There’s also a distinction called compound heterozygosity, which happens when someone inherits two different FH-causing mutations, either in the same gene or in two different FH-related genes. The result is clinically similar to homozygous FH. If both parents carry a mutation in an FH-related gene (even in different genes), their children are at risk of inheriting two mutations and developing severe FH.
The Rare Recessive Form
A small number of FH cases follow autosomal recessive inheritance, caused by mutations in a gene called LDLRAP1. More than 20 different mutations in this gene have been identified. Unlike the dominant form, you need two defective copies (one from each parent) to develop the condition. Carriers who have just one mutated copy of LDLRAP1 are typically asymptomatic.
When both parents are carriers of an LDLRAP1 mutation, each child has a 25% chance of being affected, a 50% chance of being an unaffected carrier, and a 25% chance of inheriting no mutation at all. This recessive form can appear to “skip” generations because carriers show no symptoms, making it harder to trace through a family tree.
Why the Mutation Type Affects Severity
Not all FH mutations are created equal. Researchers have classified LDLR gene mutations into five categories based on what goes wrong with the LDL receptor protein. Some mutations (called null alleles) prevent the cell from making any receptor protein at all. Others allow the protein to be made but block its transport to the cell surface, prevent it from binding LDL, stop it from being pulled inside the cell, or keep it from recycling back to the surface after use.

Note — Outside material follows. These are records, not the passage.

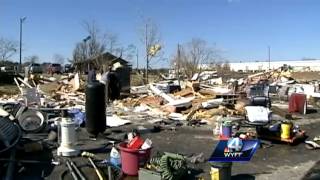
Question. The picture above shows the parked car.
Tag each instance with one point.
(68, 68)
(55, 68)
(34, 68)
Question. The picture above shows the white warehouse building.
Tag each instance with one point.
(300, 65)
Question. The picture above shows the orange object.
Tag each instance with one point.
(135, 143)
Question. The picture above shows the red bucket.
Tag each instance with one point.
(131, 159)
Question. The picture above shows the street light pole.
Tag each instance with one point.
(86, 50)
(20, 58)
(269, 56)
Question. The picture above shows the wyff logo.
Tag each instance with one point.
(234, 149)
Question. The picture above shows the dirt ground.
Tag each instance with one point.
(306, 76)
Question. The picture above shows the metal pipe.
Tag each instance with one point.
(96, 169)
(71, 171)
(77, 170)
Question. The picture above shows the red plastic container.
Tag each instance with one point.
(131, 159)
(135, 143)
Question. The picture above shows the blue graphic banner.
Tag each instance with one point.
(234, 149)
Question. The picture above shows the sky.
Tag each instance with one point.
(241, 29)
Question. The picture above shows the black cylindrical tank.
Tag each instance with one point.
(95, 108)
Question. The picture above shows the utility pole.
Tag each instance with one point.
(269, 56)
(137, 55)
(20, 57)
(86, 50)
(147, 53)
(178, 64)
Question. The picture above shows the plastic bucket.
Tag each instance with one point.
(221, 170)
(286, 130)
(131, 159)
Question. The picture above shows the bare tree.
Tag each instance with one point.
(194, 55)
(32, 59)
(151, 40)
(58, 58)
(7, 49)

This matters because the type of mutation shapes how much residual cholesterol-clearing ability your cells retain. Someone who is heterozygous for a null mutation will have only fully functional receptors on their cell surface (from the normal gene copy), with none from the mutated copy. Someone heterozygous for a partially defective mutation will have a mix of working and malfunctioning receptors. In homozygous cases, a total absence of functional receptors produces the most severe disease, while mutations that leave some partial receptor function result in somewhat lower (though still dangerously high) cholesterol levels.
What This Means for Family Screening
Because FH is dominantly inherited, identifying one person in a family opens the door to finding many others. This process, called cascade screening, starts with the diagnosed individual and moves outward to first-degree relatives: parents, siblings, and children. If an affected parent is identified, screening extends to that parent’s siblings and their children. Each relative found to have FH triggers another round of testing among their own close family members.
Cascade screening uses cholesterol testing, genetic testing, or both. It’s particularly effective for FH because the 50/50 odds per child mean roughly half of first-degree relatives of someone with HeFH will also be affected. Many of these relatives have no idea their cholesterol is dangerously elevated, since FH rarely causes symptoms until cardiovascular damage has already begun. Identifying and treating affected children early is especially important, as lifestyle changes and medication started in childhood can significantly alter their long-term cardiovascular risk.
Inheritance Odds at a Glance
- One parent with HeFH, other parent unaffected: each child has a 50% chance of having FH.
- Both parents with HeFH: each child has a 25% chance of homozygous FH, a 50% chance of heterozygous FH, and a 25% chance of being unaffected.
- One parent with HoFH: all children will have at least heterozygous FH.
- Recessive form (both parents are LDLRAP1 carriers): each child has a 25% chance of being affected, a 50% chance of being a carrier, and a 25% chance of inheriting neither mutation.